By Kim Chernecky
No-one wants to think about their mortality but the fact is everyone will die someday. The problem is we don’t know when. It could be tomorrow or 40 years from now, but without taking the time to plan ahead, it’s the surviving family members that suffer. The pain of losing a loved one is hard enough without having to scramble for pertinent documents or second-guessing your loved one’s end of life wishes.
By documenting your wishes and making sure important paperwork can be found when the time comes you can help save your surviving family members endless amounts of grief, stress, and pain. Even if the thought has crossed our minds, many of us simply procrastinate, never actually writing the will or expressing our wishes to our children, leaving many things unsaid and undecided.
In the event of an accident or sudden death, family members may not agree on a course of action and fighting ensues, adding more stress to an already tragic situation. With clear instructions about one’s wishes, family members are not forced to make the decision to end life support or scramble to find a way to pay for funeral arrangements because they don’t know if there’s a life insurance policy. In the midst of a tragedy, this only pours salt on the wounds.
Most funeral homes can even assist you with pre-planning your own funeral. You can pre-purchase a plot, pick out the casket, music, readings, and anything else you might like. It can be as simple or as fancy as you desire. You can even write your own obituary. Making the plans yourself saves your loved ones from having to make any decisions during a difficult time. You may even be able to negotiate a discount by pre-planning.

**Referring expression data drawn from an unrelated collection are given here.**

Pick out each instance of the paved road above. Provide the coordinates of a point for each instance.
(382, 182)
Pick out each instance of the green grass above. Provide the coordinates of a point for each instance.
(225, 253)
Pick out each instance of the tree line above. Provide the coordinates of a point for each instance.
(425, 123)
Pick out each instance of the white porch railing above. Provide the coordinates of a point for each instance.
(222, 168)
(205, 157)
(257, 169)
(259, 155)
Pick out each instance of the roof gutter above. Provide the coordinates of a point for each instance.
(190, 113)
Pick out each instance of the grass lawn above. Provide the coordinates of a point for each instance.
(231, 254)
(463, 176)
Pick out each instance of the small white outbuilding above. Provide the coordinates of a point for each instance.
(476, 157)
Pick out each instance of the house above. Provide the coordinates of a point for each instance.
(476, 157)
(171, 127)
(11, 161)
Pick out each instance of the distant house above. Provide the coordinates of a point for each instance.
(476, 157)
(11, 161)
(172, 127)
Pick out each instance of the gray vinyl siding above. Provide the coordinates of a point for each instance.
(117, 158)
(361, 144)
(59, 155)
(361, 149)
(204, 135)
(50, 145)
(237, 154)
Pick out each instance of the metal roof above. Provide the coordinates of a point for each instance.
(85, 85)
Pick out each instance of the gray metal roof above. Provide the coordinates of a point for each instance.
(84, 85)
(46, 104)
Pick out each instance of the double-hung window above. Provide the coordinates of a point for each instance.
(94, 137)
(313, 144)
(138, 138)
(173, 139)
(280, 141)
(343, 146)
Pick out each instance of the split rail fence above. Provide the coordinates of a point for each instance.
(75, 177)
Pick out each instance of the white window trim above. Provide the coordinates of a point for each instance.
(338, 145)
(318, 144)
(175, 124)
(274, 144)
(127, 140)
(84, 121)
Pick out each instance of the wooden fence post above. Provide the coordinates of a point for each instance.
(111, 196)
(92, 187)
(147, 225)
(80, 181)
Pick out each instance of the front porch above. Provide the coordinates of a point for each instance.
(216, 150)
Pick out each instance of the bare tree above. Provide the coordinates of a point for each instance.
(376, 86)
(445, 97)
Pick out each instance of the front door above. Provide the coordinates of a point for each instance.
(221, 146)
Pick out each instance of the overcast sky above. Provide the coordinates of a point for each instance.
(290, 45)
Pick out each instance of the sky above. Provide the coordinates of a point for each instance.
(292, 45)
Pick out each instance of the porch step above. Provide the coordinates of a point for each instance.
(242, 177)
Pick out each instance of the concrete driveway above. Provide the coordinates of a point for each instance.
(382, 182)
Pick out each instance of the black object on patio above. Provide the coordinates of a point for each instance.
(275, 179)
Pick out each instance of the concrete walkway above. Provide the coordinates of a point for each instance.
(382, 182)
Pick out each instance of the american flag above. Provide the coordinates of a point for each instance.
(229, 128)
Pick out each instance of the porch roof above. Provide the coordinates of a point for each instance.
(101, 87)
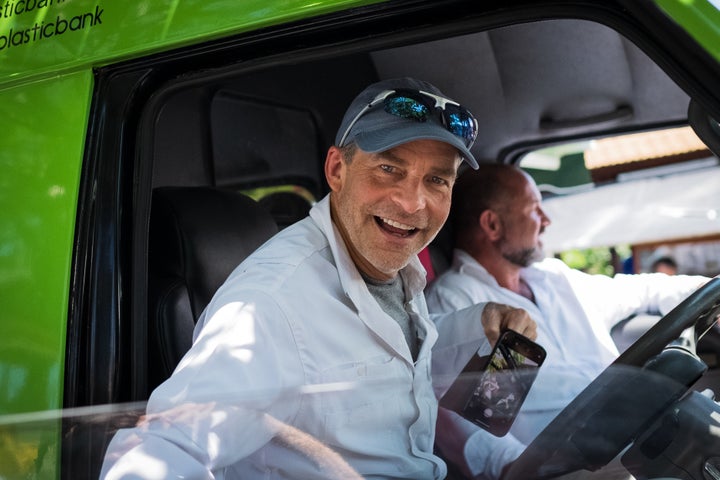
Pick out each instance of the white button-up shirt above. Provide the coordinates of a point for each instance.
(574, 313)
(295, 317)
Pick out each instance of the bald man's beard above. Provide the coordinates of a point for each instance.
(522, 257)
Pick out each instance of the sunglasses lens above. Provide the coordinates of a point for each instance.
(460, 123)
(406, 107)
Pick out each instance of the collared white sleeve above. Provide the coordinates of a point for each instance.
(203, 418)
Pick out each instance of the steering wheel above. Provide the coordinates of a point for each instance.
(634, 388)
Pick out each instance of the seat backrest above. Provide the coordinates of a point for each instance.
(198, 235)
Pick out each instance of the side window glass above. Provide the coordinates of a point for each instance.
(620, 203)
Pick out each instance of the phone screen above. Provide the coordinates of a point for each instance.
(492, 396)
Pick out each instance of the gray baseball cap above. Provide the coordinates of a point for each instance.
(374, 130)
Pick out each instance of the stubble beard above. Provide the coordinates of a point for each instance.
(524, 257)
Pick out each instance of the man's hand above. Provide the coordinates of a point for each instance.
(497, 317)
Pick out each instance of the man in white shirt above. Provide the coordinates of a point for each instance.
(333, 302)
(497, 222)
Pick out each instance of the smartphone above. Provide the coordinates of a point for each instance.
(491, 389)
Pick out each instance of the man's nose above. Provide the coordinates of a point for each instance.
(410, 195)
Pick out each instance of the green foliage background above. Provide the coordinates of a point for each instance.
(602, 260)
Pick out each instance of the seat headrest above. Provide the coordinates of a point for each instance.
(198, 235)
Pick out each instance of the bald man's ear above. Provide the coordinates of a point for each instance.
(491, 225)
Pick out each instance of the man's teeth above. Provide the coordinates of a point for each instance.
(395, 224)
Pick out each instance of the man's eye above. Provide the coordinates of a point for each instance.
(438, 181)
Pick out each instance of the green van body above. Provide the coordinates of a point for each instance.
(48, 52)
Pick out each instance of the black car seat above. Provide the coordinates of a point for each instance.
(198, 235)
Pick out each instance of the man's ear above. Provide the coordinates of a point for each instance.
(491, 225)
(335, 168)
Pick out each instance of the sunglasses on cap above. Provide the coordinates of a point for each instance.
(418, 105)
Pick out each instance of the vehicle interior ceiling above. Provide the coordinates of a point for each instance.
(529, 85)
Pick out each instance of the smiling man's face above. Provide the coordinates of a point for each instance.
(390, 205)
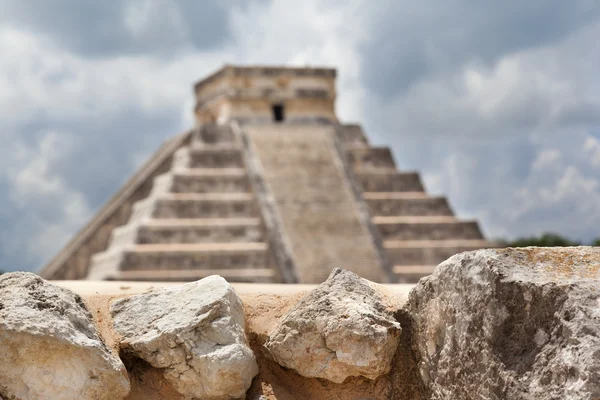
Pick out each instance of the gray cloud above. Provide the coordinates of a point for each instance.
(410, 41)
(114, 27)
(496, 105)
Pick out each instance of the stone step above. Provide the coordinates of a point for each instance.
(426, 228)
(213, 134)
(252, 275)
(210, 180)
(370, 157)
(203, 205)
(187, 256)
(352, 135)
(429, 252)
(215, 156)
(386, 180)
(405, 204)
(412, 273)
(210, 230)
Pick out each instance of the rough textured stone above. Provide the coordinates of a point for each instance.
(195, 332)
(50, 347)
(511, 324)
(340, 329)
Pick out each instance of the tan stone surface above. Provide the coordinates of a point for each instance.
(264, 306)
(314, 201)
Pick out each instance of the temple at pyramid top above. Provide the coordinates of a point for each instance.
(266, 94)
(268, 186)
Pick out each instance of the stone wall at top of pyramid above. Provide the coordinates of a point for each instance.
(251, 93)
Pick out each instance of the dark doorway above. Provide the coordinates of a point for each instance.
(278, 112)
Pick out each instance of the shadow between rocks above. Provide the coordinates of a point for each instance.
(147, 382)
(403, 382)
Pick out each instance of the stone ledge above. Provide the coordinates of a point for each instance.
(489, 324)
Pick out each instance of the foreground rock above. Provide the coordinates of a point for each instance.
(511, 324)
(338, 330)
(195, 332)
(50, 347)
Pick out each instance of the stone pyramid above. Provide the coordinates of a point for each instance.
(268, 187)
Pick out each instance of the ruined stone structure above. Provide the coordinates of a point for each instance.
(491, 324)
(268, 187)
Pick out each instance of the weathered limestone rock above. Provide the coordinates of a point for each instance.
(50, 347)
(338, 330)
(195, 332)
(511, 324)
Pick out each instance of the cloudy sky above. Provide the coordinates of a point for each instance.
(496, 103)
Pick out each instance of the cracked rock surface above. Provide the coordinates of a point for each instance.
(339, 329)
(50, 346)
(195, 332)
(511, 324)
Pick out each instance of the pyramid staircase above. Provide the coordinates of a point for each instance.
(201, 218)
(418, 230)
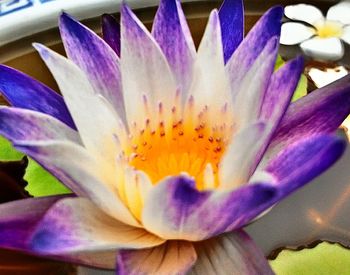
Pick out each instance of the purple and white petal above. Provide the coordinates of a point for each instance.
(21, 126)
(322, 111)
(175, 209)
(293, 33)
(249, 93)
(303, 12)
(268, 26)
(232, 253)
(147, 76)
(83, 174)
(171, 258)
(95, 119)
(304, 160)
(346, 34)
(340, 12)
(231, 15)
(210, 86)
(98, 61)
(75, 225)
(19, 218)
(111, 32)
(323, 48)
(171, 31)
(236, 164)
(22, 91)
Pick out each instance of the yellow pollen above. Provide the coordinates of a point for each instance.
(179, 148)
(329, 29)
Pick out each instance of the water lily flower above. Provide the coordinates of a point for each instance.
(169, 150)
(320, 37)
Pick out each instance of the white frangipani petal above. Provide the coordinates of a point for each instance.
(97, 123)
(340, 12)
(210, 86)
(323, 48)
(346, 34)
(293, 33)
(303, 12)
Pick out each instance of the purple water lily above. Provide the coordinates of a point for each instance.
(170, 150)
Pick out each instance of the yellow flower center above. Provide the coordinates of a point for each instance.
(328, 29)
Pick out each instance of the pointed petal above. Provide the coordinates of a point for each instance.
(79, 171)
(323, 48)
(95, 58)
(23, 91)
(210, 86)
(171, 31)
(19, 218)
(145, 71)
(322, 111)
(302, 161)
(111, 32)
(231, 15)
(303, 12)
(249, 93)
(340, 12)
(171, 258)
(236, 164)
(21, 125)
(76, 224)
(268, 26)
(175, 209)
(346, 34)
(98, 125)
(233, 253)
(294, 33)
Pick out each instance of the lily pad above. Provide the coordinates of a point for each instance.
(323, 259)
(40, 182)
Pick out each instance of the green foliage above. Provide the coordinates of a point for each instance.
(41, 183)
(324, 259)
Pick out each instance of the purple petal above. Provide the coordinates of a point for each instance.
(25, 92)
(243, 58)
(83, 174)
(95, 58)
(302, 161)
(321, 111)
(231, 15)
(111, 32)
(19, 218)
(171, 31)
(233, 253)
(280, 90)
(21, 125)
(77, 225)
(175, 209)
(173, 257)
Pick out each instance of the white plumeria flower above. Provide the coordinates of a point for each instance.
(322, 39)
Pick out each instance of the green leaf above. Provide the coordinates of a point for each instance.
(40, 182)
(301, 89)
(324, 259)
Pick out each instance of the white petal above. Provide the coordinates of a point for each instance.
(146, 74)
(235, 165)
(340, 12)
(293, 33)
(346, 34)
(323, 48)
(96, 122)
(76, 224)
(210, 85)
(303, 12)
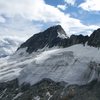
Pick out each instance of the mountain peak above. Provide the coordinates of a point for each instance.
(53, 36)
(58, 31)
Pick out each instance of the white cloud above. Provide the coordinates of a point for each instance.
(91, 5)
(71, 2)
(36, 10)
(62, 7)
(2, 20)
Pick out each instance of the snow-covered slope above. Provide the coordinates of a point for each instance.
(77, 64)
(8, 45)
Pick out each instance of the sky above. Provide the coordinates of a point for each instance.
(23, 18)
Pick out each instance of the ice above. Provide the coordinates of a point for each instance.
(70, 65)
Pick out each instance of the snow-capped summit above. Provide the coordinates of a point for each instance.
(46, 74)
(53, 36)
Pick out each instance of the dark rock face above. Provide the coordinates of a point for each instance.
(78, 39)
(53, 36)
(47, 38)
(94, 39)
(49, 90)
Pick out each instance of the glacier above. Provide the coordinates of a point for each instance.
(76, 64)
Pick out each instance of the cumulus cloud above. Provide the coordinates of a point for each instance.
(91, 5)
(37, 10)
(62, 7)
(71, 2)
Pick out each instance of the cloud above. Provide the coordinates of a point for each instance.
(91, 5)
(2, 20)
(71, 2)
(26, 17)
(62, 7)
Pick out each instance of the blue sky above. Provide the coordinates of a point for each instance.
(23, 18)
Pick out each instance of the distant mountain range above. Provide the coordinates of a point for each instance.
(56, 36)
(52, 66)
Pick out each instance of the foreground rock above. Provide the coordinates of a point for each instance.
(49, 90)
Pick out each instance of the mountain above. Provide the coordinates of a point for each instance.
(94, 39)
(52, 37)
(8, 45)
(65, 70)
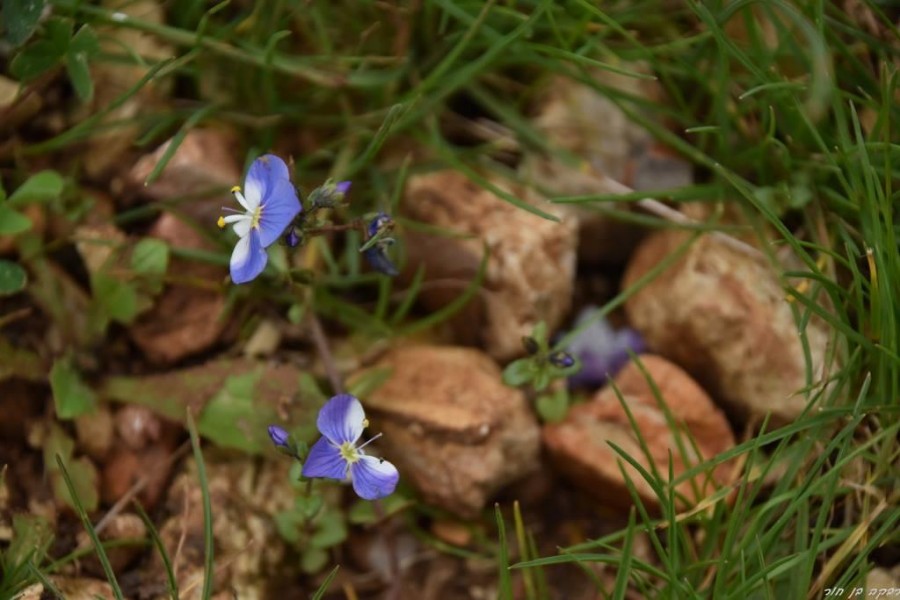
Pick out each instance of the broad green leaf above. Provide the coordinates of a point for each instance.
(116, 298)
(331, 530)
(71, 396)
(519, 372)
(21, 18)
(313, 560)
(12, 221)
(12, 278)
(231, 419)
(150, 257)
(40, 187)
(35, 60)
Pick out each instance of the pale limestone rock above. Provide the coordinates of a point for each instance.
(452, 428)
(530, 270)
(579, 445)
(723, 316)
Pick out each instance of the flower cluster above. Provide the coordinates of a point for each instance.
(336, 454)
(601, 349)
(270, 204)
(271, 209)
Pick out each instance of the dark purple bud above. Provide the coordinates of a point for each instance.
(379, 261)
(381, 223)
(291, 238)
(561, 359)
(279, 436)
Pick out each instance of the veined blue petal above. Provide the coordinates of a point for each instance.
(373, 477)
(341, 419)
(248, 259)
(280, 206)
(325, 460)
(264, 173)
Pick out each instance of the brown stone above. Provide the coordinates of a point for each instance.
(452, 428)
(580, 445)
(530, 269)
(723, 315)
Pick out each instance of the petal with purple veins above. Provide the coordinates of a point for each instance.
(279, 208)
(373, 477)
(341, 419)
(325, 460)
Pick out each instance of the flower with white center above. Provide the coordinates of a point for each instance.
(270, 204)
(336, 456)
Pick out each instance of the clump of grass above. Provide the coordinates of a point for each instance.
(787, 110)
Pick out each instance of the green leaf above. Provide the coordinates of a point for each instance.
(232, 420)
(313, 560)
(83, 46)
(40, 187)
(35, 60)
(12, 221)
(518, 372)
(331, 530)
(81, 471)
(150, 257)
(71, 396)
(116, 298)
(553, 407)
(21, 18)
(12, 278)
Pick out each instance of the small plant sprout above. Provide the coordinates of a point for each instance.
(270, 204)
(336, 456)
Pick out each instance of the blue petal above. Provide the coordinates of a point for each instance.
(279, 207)
(341, 419)
(373, 477)
(378, 260)
(324, 460)
(264, 173)
(248, 259)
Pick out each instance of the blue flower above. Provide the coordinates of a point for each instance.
(336, 456)
(270, 203)
(375, 248)
(601, 349)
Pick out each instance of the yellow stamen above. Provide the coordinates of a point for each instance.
(873, 268)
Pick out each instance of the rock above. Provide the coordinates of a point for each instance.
(722, 315)
(579, 445)
(127, 468)
(95, 432)
(249, 550)
(530, 270)
(187, 317)
(122, 527)
(451, 427)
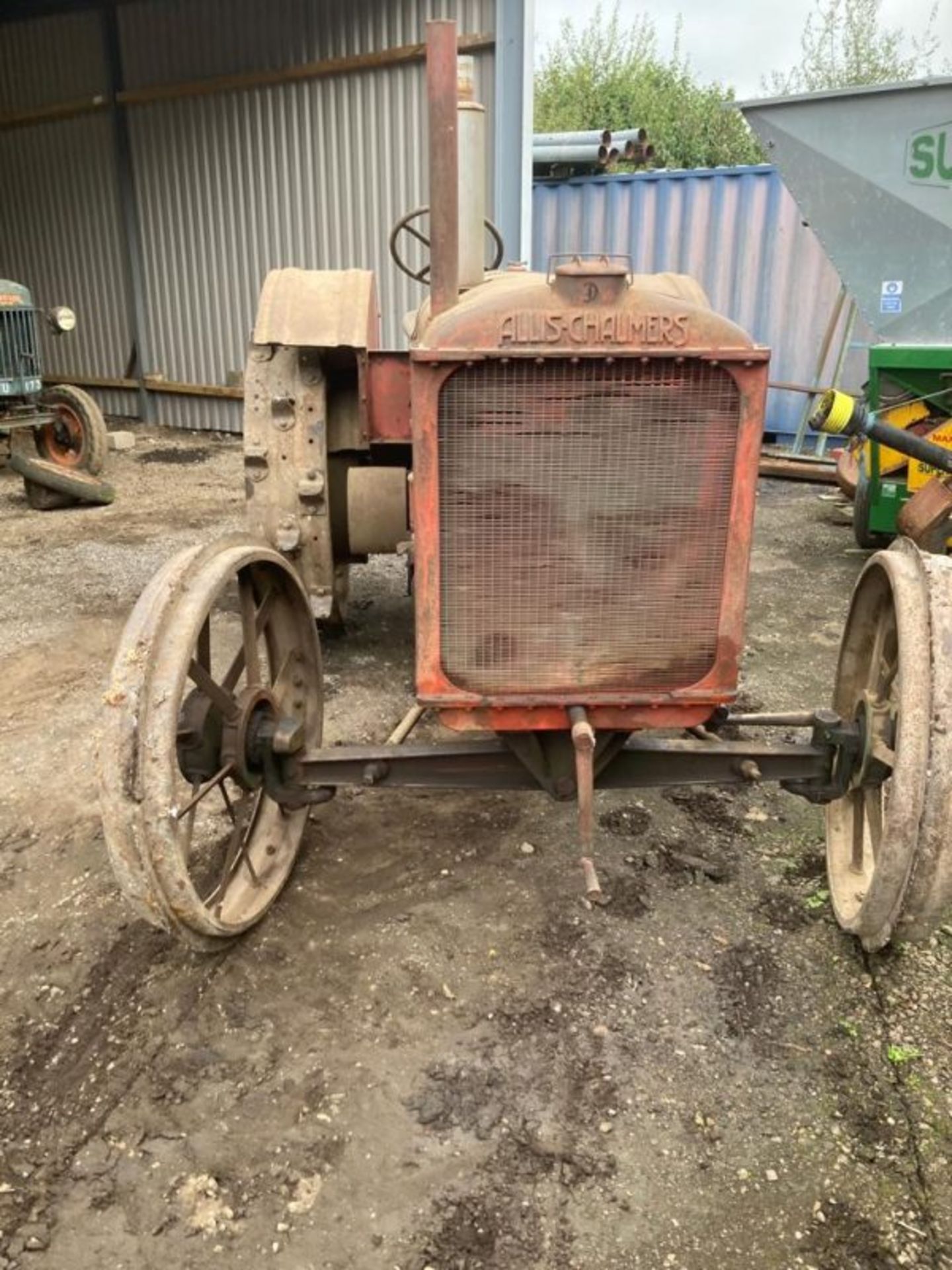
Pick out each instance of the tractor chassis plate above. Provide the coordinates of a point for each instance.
(643, 761)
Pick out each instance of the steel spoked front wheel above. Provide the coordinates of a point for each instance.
(884, 681)
(78, 436)
(221, 639)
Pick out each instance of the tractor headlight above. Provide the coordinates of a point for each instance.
(63, 319)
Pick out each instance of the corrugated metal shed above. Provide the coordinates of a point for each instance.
(227, 183)
(738, 232)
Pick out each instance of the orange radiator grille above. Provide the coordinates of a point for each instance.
(584, 513)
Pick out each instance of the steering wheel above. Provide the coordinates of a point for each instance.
(405, 226)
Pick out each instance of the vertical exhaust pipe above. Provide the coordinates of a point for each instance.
(473, 178)
(444, 165)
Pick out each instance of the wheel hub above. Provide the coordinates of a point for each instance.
(241, 736)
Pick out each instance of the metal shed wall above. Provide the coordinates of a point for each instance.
(738, 232)
(227, 185)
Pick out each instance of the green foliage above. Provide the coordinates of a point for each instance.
(844, 44)
(610, 75)
(902, 1054)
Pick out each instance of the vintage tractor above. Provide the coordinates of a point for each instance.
(66, 425)
(571, 459)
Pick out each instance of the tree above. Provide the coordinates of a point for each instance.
(608, 75)
(844, 44)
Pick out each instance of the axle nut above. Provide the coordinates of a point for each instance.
(288, 737)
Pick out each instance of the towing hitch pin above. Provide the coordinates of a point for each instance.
(584, 746)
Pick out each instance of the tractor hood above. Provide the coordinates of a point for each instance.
(583, 306)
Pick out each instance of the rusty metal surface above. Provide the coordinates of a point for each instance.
(873, 832)
(376, 509)
(496, 382)
(643, 762)
(389, 397)
(286, 464)
(738, 232)
(146, 835)
(317, 309)
(444, 164)
(924, 519)
(584, 516)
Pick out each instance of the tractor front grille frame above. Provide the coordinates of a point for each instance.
(19, 349)
(584, 519)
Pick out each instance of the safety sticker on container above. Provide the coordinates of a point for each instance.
(891, 296)
(920, 473)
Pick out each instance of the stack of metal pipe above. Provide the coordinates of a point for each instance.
(556, 153)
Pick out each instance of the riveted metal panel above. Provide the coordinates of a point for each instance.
(738, 232)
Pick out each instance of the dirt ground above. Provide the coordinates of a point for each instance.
(430, 1053)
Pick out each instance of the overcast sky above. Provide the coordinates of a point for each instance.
(735, 41)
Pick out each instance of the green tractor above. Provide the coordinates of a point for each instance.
(66, 425)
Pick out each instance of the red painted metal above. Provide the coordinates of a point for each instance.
(617, 333)
(389, 397)
(444, 159)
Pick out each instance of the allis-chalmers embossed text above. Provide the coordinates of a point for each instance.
(594, 328)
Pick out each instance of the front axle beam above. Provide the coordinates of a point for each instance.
(641, 761)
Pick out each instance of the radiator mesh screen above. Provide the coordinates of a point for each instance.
(584, 515)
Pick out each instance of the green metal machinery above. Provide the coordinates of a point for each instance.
(871, 169)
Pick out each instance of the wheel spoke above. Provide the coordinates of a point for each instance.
(204, 650)
(884, 753)
(190, 820)
(198, 793)
(873, 816)
(284, 677)
(881, 671)
(234, 673)
(418, 235)
(237, 851)
(229, 804)
(249, 629)
(857, 802)
(216, 693)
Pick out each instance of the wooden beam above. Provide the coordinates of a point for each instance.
(151, 382)
(177, 386)
(241, 81)
(51, 113)
(796, 469)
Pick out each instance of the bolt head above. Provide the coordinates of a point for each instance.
(288, 737)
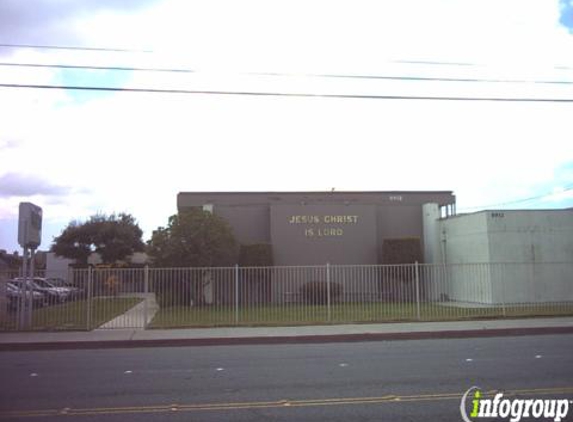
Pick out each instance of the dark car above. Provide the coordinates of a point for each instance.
(54, 295)
(15, 294)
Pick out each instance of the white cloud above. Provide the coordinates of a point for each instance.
(134, 152)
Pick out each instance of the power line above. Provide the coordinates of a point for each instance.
(279, 74)
(519, 201)
(75, 48)
(285, 94)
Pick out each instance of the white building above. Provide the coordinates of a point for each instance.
(530, 254)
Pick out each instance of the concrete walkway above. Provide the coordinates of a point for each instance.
(137, 317)
(110, 338)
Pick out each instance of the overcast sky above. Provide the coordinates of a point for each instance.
(76, 153)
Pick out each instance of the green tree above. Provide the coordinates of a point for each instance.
(193, 238)
(113, 237)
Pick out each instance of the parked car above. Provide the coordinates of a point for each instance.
(15, 294)
(54, 295)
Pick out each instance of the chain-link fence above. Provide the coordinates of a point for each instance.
(105, 298)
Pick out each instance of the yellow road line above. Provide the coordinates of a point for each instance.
(175, 407)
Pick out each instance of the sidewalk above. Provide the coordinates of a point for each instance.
(125, 338)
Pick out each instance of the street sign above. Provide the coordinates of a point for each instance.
(30, 225)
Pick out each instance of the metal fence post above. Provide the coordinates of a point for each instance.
(89, 301)
(145, 295)
(501, 280)
(328, 310)
(417, 274)
(236, 294)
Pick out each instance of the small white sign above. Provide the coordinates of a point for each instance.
(30, 225)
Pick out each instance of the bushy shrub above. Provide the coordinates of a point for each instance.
(316, 292)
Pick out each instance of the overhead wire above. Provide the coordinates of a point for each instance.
(520, 201)
(282, 74)
(283, 94)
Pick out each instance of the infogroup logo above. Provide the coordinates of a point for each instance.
(514, 409)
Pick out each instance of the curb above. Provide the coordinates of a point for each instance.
(303, 339)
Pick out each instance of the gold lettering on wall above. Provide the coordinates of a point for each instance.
(326, 219)
(311, 223)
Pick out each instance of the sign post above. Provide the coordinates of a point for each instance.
(29, 237)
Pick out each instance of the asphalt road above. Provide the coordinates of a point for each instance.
(416, 380)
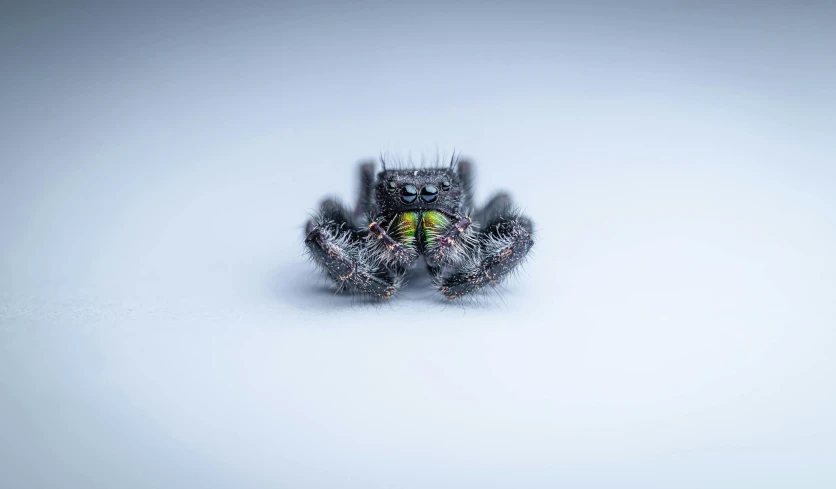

The National Institute of Health has a great article with tips on this subject which can be found at the following link: http://www.nia.nih.gov/healthinformation/publications/affairs.htm
Penn State University offers a free 36-page guide entitled “Getting your Affairs in Order” that I highly recommend. The document was “prepared by Marilyn M. Furry, PhD, Associate professor, financial education, and Nadezhda N. Mamontova, graduate research assistant.”